Let the record show: You have financial rights!

There was an interesting story on Bloomberg.com about a man living in Boca Raton, Florida who has had a bank unsuccessfully trying to foreclose on his home for 8 years! Joe Lentz hasn’t denied not paying his mortgage since 2002. All he did was request that the promissory note be provided to the Florida court that was conducting the foreclosure proceedings. Lentz wants the bank to prove that what they say he owes is true by showing the document verifying the banks position.

Your word versus mine.
While this article is not about how to make it tougher for some banks to foreclose on your home this story does provide a great reminder about filing and protecting your important documents. Neither of the two banks involved in the Lentz case have been able to win a favorable outcome because the Florida court agreed they should have to provide the promissory note as proof of their claim. With no promissory note, it became the banks’ word against Joe Lentz’s word, thus a stalemate.

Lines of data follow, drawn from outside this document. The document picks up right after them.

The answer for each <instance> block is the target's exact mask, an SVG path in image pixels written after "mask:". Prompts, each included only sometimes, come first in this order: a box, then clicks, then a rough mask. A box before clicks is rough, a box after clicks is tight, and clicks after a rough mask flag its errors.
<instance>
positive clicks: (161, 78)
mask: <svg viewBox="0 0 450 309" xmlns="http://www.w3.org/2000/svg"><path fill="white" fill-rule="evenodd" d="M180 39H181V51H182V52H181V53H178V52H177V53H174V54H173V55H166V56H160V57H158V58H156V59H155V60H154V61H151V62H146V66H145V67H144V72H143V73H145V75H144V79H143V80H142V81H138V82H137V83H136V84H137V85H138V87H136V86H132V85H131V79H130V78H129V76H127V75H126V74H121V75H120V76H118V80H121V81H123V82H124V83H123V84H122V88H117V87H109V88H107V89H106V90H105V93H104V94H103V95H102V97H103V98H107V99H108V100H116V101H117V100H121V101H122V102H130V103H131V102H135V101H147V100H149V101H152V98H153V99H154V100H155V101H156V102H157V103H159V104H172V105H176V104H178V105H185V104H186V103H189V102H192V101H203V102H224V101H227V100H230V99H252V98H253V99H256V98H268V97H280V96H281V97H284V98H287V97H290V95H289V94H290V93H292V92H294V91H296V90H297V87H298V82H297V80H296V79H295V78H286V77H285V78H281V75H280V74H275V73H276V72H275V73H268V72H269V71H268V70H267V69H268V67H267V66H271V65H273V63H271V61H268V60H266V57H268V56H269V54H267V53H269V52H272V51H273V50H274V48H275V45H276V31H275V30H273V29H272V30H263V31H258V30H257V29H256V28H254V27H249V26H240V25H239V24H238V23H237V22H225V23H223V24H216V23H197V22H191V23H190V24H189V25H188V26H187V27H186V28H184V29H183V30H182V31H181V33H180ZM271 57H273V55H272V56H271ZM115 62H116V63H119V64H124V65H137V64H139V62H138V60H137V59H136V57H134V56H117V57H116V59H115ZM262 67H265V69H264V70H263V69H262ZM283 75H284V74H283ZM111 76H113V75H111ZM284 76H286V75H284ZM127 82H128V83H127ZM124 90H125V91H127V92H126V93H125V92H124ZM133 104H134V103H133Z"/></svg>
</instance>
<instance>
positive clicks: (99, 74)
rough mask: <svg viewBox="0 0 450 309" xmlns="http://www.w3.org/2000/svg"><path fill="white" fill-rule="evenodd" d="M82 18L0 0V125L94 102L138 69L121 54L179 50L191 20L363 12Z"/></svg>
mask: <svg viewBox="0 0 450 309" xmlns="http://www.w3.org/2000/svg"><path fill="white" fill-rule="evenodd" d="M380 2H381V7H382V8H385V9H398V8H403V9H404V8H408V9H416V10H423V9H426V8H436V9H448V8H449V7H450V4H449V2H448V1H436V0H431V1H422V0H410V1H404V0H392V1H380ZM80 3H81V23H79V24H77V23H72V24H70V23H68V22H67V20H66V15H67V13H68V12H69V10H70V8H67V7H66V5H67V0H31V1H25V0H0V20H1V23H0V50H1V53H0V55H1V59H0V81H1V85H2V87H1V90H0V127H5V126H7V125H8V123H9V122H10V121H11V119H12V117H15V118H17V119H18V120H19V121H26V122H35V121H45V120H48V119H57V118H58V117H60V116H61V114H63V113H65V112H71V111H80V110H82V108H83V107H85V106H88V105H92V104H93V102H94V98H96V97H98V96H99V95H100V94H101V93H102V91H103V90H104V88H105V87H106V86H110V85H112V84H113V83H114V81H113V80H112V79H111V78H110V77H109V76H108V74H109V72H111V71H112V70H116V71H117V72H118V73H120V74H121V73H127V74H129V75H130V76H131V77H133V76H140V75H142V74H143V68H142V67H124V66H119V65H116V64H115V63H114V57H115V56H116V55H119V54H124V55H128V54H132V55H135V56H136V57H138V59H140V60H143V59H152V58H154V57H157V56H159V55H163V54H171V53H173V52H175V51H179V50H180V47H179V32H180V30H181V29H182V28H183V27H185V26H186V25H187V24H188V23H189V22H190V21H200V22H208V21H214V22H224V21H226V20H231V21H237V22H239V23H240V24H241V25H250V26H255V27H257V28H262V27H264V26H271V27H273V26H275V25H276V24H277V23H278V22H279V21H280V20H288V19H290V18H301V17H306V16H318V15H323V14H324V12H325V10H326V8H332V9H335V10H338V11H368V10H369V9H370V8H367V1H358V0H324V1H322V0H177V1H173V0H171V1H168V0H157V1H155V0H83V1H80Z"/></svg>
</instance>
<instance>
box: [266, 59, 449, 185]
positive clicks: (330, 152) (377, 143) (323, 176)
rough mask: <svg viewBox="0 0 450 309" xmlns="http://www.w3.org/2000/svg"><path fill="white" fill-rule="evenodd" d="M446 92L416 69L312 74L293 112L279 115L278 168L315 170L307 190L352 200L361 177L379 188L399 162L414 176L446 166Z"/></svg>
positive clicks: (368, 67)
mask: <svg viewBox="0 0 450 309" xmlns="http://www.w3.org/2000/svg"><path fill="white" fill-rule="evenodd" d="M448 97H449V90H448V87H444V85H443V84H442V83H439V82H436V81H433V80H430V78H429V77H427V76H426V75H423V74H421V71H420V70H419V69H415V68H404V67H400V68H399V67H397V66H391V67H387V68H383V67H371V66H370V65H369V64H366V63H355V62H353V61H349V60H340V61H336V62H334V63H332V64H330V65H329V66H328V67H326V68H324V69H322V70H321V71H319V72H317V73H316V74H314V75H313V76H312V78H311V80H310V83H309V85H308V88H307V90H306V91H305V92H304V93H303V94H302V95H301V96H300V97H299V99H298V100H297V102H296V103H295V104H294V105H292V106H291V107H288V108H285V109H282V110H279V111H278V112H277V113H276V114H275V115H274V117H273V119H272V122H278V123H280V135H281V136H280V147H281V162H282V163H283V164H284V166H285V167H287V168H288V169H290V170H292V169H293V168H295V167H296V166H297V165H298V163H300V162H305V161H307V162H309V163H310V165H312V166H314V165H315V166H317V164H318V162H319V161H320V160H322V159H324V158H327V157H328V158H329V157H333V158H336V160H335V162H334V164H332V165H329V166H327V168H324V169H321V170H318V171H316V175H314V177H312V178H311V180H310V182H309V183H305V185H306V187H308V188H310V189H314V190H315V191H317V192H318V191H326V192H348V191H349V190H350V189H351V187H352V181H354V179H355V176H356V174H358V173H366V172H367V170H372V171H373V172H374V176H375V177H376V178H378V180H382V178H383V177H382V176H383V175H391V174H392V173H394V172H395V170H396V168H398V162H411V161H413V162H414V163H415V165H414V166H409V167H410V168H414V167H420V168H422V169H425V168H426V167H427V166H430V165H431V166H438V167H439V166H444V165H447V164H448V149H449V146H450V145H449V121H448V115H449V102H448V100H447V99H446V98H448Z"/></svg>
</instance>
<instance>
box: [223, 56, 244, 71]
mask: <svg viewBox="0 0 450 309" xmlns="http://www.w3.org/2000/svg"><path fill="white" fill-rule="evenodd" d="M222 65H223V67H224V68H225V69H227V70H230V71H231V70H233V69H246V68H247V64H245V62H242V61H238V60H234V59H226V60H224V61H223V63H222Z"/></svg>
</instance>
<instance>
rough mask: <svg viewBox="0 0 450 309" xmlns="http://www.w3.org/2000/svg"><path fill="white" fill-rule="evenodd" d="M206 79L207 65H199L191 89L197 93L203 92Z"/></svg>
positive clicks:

The lesson to get from this story is to protect your financial well being by being prepared to prove your rights and ownerships with records. Think about your own situation. What possibilities could arise where you would need to prove something?

When you need records.
Some common areas that often require proof would be warranties, identity issues, and credit reports. With warranties a receipt of purchase is often required as it lists dates, prices, and other factors required for meeting warranty requirements. One extreme example of needing to prove identity was the fallout in January 2010 earthquake in Haiti. There were children being kept from their adoptive parents of the inability to prove identities with proper documentation. Another example is your credit report. These are very important because you are the only person who can correct the mistakes that may be on your reports. When you do find mistakes you will most likely need the right paperwork to prove your claims.

It isn't always about winning. Sometimes it is about not losing!
Simply keeping organized, accurate, and thorough records about your financial and family matters will prepare you for many of the challenges that could come your way. Also be sure to protect such records from damage or theft. There are many incentives to keep good records, but one of the best, as the banks in the Lentz case have been learning, is preventing financial loss.